The righteous female character is contrasted with her failed husband Thaddeus, without whom the system of images would be incomplete. "Matrenin's Dvor" is a story in which, in addition to the main character, there are other persons. But Thaddeus is a clear contrast to the main character. Returning from the front alive, he did not forgive his fiancee for betrayal. Although, it should be said that she did not love his brother, but only pitied him. Understanding that it is difficult for his family without a mistress. The death of Matryona at the end of the story is a consequence of the stinginess of Thaddeus and his relatives. Avoiding unnecessary expenses, they decided to transport the room faster, but did not have time, as a result of which Matryona was hit by a train. Only the right hand remained intact. But even after the terrible events, Thaddeus looks at her dead body indifferently, indifferently.

There are also many sorrows and disappointments in the fate of Thaddeus, but the difference between the two characters is that Matryona was able to save her soul, but he was not. After her death, the only thing he cares about is Matrenino’s meager property, which he immediately drags into his house. Thaddeus does not come to the wake.

The image of Holy Rus', which poets so often sang, dissipates with her departure. A village cannot stand without a righteous man. The image of Matryona, the heroine in Solzhenitsyn’s story “Matryona’s Dvor,” is the remnant of a pure Russian soul, which is still alive, but already on its last legs. Because righteousness and kindness are valued less and less in Russia.

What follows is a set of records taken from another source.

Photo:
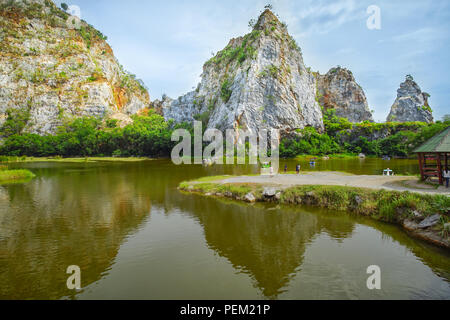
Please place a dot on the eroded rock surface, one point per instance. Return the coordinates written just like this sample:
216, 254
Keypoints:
56, 67
338, 90
411, 104
258, 81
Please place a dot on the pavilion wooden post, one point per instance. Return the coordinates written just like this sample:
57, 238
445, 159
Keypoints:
421, 165
441, 177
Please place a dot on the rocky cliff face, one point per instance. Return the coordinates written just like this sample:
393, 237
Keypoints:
56, 67
257, 81
411, 104
338, 90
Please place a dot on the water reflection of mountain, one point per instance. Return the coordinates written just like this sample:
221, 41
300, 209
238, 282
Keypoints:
54, 222
269, 246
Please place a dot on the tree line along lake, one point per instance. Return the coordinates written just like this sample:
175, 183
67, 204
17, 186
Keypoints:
134, 235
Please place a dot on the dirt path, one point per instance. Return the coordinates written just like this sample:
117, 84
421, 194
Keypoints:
399, 183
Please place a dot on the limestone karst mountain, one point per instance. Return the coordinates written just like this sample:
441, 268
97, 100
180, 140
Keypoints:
55, 67
411, 104
258, 81
338, 90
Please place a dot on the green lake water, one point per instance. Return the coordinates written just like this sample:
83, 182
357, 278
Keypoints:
135, 236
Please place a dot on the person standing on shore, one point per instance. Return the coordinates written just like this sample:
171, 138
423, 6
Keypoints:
446, 175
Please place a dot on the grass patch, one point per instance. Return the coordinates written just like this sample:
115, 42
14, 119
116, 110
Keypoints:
9, 176
4, 159
212, 178
389, 206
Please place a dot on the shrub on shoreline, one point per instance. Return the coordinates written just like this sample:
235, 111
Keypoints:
15, 175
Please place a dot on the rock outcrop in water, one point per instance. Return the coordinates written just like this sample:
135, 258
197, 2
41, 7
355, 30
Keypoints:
56, 67
258, 81
411, 104
338, 90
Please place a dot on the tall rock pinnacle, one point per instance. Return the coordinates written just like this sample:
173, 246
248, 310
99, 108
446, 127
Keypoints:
258, 81
411, 104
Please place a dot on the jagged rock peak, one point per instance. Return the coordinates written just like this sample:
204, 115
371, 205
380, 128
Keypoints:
411, 104
259, 81
267, 19
55, 67
339, 90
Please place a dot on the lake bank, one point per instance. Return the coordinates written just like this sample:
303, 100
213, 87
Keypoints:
11, 176
71, 160
422, 213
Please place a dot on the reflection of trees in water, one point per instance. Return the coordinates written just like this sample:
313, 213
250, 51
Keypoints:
270, 246
437, 259
75, 218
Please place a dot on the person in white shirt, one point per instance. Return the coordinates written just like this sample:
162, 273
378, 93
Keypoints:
446, 175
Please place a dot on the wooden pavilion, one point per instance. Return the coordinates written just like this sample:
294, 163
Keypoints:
433, 156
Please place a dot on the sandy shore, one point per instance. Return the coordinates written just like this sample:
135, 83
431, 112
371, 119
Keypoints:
398, 183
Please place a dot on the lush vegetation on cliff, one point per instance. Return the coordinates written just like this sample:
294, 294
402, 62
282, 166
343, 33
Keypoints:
148, 135
341, 136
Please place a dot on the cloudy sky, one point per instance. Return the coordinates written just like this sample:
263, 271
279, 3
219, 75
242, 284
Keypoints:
165, 43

The story, as already mentioned, is based on real events. The only differences are in the name of the locality and some small details. The heroine's name was actually Matryona. She lived in one of the villages of the Vladimir region, where the author spent 1956-1957. It was planned to turn her house into a museum in 2011. But Matrenin's yard burned down. In 2013, the house-museum was restored.

The work was first published in the literary magazine “New World”. Solzhenitsyn's previous story caused a positive reaction. The story of the righteous woman gave rise to many disputes and discussions. And yet, critics had to admit that the story was created by a great and truthful artist, capable of returning the people to their native language and continuing the traditions of Russian classical literature.